Jakarta — Menjelang keberangkatan haji 2026, penukaran uang riyal menjadi salah satu hal penting yang perlu dipersiapkan oleh calon jemaah. Ada beberapa pilihan tempat untuk menukar riyal, mulai dari bank hingga bandara.
Namun, terdapat sejumlah hal yang perlu diperhatikan agar tidak merugi atau salah memilih tempat penukaran.
Umumnya, penukaran riyal dapat dilakukan di beberapa lokasi berikut:
1. Bank atau money changer berizin
Opsi ini menjadi yang paling disarankan. Mengutip laman resmi Bank Indonesia (BI), penukaran valuta asing oleh non-bank hanya boleh dilakukan oleh KUPVA Bukan Bank (money changer) berizin. Ciri-cirinya antara lain memiliki logo Authorized Money Changer, kurs ditampilkan secara transparan, serta tidak ada biaya tambahan tersembunyi.
Dengan memilih tempat resmi, risiko mendapatkan kurs yang tidak wajar dapat diminimalkan.
2. Layanan khusus jemaah haji
Di sejumlah daerah, Kementerian Agama (Kemenag) bekerja sama dengan bank untuk memfasilitasi penukaran riyal bagi calon jemaah.
Contohnya melalui bank mitra seperti Bank Syariah Indonesia (BSI). Karena itu, calon jemaah disarankan mengecek informasi dari kantor Kemenag kabupaten/kota atau bank mitra haji di daerah masing-masing.
3. Bandara
Penukaran riyal juga bisa dilakukan di bandara, terutama bagi jemaah yang belum sempat menukar uang sebelumnya.
Di Bandara Soekarno-Hatta, misalnya, tersedia layanan penukaran dari sejumlah bank seperti BNI, BRI, BTN, hingga Mandiri, sehingga mudah diakses.
Namun, kurs di bandara kerap dianggap cenderung lebih tinggi dibandingkan tempat lain. Meski tidak selalu demikian, selisih kurs tetap bisa terjadi.
Karena itu, sebelum menukar uang, calon jemaah sebaiknya mengecek kurs riyal pada hari yang sama sebagai pembanding. Patokan kurs harian dari Bank Indonesia dapat digunakan untuk memastikan apakah nilai tukar masih wajar atau terlalu tinggi.
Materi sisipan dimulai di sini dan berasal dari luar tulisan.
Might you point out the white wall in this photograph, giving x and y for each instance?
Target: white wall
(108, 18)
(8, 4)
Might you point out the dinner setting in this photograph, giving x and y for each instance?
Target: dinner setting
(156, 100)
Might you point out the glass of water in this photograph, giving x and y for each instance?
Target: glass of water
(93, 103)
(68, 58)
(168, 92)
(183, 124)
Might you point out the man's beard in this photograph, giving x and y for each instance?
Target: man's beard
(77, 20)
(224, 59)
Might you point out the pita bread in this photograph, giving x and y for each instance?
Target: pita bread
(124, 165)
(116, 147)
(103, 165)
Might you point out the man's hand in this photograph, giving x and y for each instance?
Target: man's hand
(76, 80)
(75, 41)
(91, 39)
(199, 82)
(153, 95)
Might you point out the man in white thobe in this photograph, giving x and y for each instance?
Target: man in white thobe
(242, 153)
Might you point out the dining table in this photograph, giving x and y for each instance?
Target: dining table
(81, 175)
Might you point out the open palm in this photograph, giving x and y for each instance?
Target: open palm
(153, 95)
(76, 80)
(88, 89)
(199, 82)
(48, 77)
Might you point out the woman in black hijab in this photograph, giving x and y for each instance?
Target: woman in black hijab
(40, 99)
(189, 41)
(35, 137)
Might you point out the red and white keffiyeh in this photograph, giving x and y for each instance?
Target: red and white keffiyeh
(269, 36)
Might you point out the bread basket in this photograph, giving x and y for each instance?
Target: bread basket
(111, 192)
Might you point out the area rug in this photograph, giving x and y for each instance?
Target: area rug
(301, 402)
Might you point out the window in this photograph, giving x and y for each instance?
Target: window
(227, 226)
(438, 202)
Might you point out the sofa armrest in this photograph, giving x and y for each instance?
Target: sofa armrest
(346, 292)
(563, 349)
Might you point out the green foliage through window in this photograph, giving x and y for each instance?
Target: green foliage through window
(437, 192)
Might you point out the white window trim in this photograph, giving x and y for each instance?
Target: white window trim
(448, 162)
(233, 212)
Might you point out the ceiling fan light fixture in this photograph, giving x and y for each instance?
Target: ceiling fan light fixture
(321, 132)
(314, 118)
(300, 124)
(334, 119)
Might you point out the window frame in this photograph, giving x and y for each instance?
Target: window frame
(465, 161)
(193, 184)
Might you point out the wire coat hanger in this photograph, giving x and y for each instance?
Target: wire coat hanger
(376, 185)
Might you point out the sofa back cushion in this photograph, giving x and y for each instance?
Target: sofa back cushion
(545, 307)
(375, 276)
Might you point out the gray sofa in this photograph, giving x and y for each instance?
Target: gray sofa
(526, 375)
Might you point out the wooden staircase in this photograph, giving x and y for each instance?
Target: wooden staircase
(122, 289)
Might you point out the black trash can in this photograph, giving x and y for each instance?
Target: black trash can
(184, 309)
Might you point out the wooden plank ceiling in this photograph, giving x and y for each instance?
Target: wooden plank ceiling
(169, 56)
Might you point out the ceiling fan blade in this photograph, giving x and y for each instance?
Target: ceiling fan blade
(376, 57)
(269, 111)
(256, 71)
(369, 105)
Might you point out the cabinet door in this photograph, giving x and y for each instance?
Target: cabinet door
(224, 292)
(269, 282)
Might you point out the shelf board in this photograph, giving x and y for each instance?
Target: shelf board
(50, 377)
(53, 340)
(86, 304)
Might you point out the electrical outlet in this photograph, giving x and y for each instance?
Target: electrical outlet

Jika selisihnya cukup jauh, menukar uang sebelum berangkat biasanya akan lebih hemat.
Untuk musim haji 2026, Badan Pengelola Keuangan Haji (BPKH) telah menyiapkan living cost dalam bentuk riyal bagi jemaah, dengan nilai sekitar Rp3,3 juta.
Dana tersebut umumnya digunakan untuk kebutuhan dasar selama di Tanah Suci. Artinya, penukaran mandiri biasanya hanya diperlukan untuk tambahan belanja pribadi, kebutuhan di luar paket, atau sebagai cadangan.
Tips agar tidak rugi saat tukar riyal
Agar lebih aman dan hemat, ada beberapa hal yang bisa dilakukan:
- Tukar uang di bank atau money changer berizin sebelum berangkat.
- Jadikan bandara sebagai opsi cadangan atau untuk nominal kecil.
- Bandingkan kurs dengan patokan dari Bank Indonesia.
- Tanyakan kurs jual riyal saat itu sebelum transaksi.
- Pastikan ketersediaan stok riyal di outlet tujuan.
Dengan persiapan yang matang, calon jemaah dapat lebih tenang tanpa perlu khawatir mengeluarkan biaya lebih dari yang seharusnya.